Daylight saving time no longer serves purpose

Morgan Dowler | Cartoonist

By The Editorial Board

The first week back from spring break always feels like a punch in the gut. Between the healing sunburn, ongoing midterms and the skipping forward an hour into the future, students are having a rough week. However, there may be some good news found deep in the cracks as daylight saving has the potential to become permanent.

On Tuesday, the United States Senate unanimously voted on the “Sunshine Protection Act” to keep daylight saving permanent. No more moving the clock back and forth every six months. Awaiting the eventual decision once it’s gone through the House of Representatives and received President Joe Biden’s signature, time will no longer move backward starting in November 2023.

While we understand the hype for this is a little underwhelming once finding out we might have a year still to go, there’s legitimate cause for why this practice needs to stop.

First off, setting clocks back an hour was started in Europe during World War I to conserve fuel. The United States adopted the practice two years later in 1918 but quickly shut it down once the war ended. With time seemingly in limbo, there weren’t any federal laws regarding if daylight saving required recognition from everyone. However, former President Franklin Roosevelt brought it back in 1942 and suggested a year-round daylight saving time called “war time.” Lasting until 1945, the decision kept changing with the people’s decision. Until the Uniform Time Act of 1966 — to establish firm time zones and standard time usage throughout the nation — we kept up with the practice of saving the day. The same way time couldn’t be settled, there are many reasons as to the confusing history of why this was started in the first place.

To put it simply, there’s no longer a reason for us to continue doing this.

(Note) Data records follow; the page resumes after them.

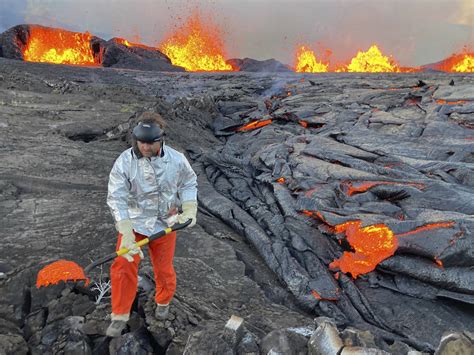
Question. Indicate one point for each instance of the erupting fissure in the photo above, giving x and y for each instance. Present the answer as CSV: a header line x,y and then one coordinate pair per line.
x,y
371,61
306,62
196,46
58,46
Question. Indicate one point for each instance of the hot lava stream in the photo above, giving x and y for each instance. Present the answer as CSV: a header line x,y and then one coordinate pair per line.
x,y
371,244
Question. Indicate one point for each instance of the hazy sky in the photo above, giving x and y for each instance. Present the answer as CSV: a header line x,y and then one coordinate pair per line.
x,y
414,32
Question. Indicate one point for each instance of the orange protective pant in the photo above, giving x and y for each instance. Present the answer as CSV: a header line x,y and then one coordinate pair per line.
x,y
124,274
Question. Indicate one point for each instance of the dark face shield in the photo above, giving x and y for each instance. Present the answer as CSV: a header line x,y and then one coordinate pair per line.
x,y
148,132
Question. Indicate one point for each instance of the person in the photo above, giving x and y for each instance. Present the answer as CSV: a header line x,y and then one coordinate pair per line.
x,y
148,183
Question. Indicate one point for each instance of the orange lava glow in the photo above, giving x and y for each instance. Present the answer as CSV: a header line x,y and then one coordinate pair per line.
x,y
254,125
50,45
196,46
372,244
306,62
352,188
371,61
444,102
466,65
61,270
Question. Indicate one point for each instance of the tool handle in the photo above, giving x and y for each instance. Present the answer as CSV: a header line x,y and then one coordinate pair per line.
x,y
140,243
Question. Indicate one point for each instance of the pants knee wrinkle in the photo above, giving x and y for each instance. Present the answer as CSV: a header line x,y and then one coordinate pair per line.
x,y
124,274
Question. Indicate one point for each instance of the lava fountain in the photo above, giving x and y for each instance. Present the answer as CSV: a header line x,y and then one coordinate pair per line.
x,y
196,46
51,45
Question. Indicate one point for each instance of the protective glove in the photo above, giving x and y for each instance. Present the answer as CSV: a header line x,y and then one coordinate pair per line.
x,y
189,212
128,239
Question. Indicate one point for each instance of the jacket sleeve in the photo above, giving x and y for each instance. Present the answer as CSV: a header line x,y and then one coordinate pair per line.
x,y
118,190
187,183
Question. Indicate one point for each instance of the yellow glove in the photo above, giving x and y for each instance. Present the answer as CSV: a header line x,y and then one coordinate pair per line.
x,y
128,239
189,212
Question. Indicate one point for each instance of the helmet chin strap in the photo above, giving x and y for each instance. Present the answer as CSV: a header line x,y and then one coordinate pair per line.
x,y
162,153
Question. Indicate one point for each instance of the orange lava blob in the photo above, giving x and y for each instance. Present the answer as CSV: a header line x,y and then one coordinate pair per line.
x,y
303,123
254,125
51,45
372,244
196,46
61,270
306,62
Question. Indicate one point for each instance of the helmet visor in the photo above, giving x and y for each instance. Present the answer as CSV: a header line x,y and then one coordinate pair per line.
x,y
148,132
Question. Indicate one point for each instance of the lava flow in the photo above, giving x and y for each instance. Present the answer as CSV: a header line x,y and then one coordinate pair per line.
x,y
58,46
352,188
196,46
254,125
61,270
371,244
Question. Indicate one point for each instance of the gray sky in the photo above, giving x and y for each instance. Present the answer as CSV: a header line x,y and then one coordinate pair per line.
x,y
414,32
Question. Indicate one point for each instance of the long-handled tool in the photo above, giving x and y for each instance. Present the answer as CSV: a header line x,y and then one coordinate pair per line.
x,y
64,270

Another aspect to why daylight saving only causes chaos is the increase in the risk of heart attacks and traffic accidents. We’re well aware that moving forward to just go back later on messes up our circadian rhythm, but messing with that rhythm leads to further problems in behavioral and cognitive abilities. It doesn’t seem that one hour of sleep would have this much effect within the world, but it goes to show how wired our bodies are and how heavily we rely on routines.

Currently, Arizona and Hawaii are the only two states in the nation that don’t recognize daylight saving time. While this may soon come to be the entire nation, it’s clear from the unanimous vote, drastic medical concerns and crash-like accidents that we all agree to end daylight saving time. Come to your senses and see that time shouldn’t be moving because of the season we are entering or to soak up the sun.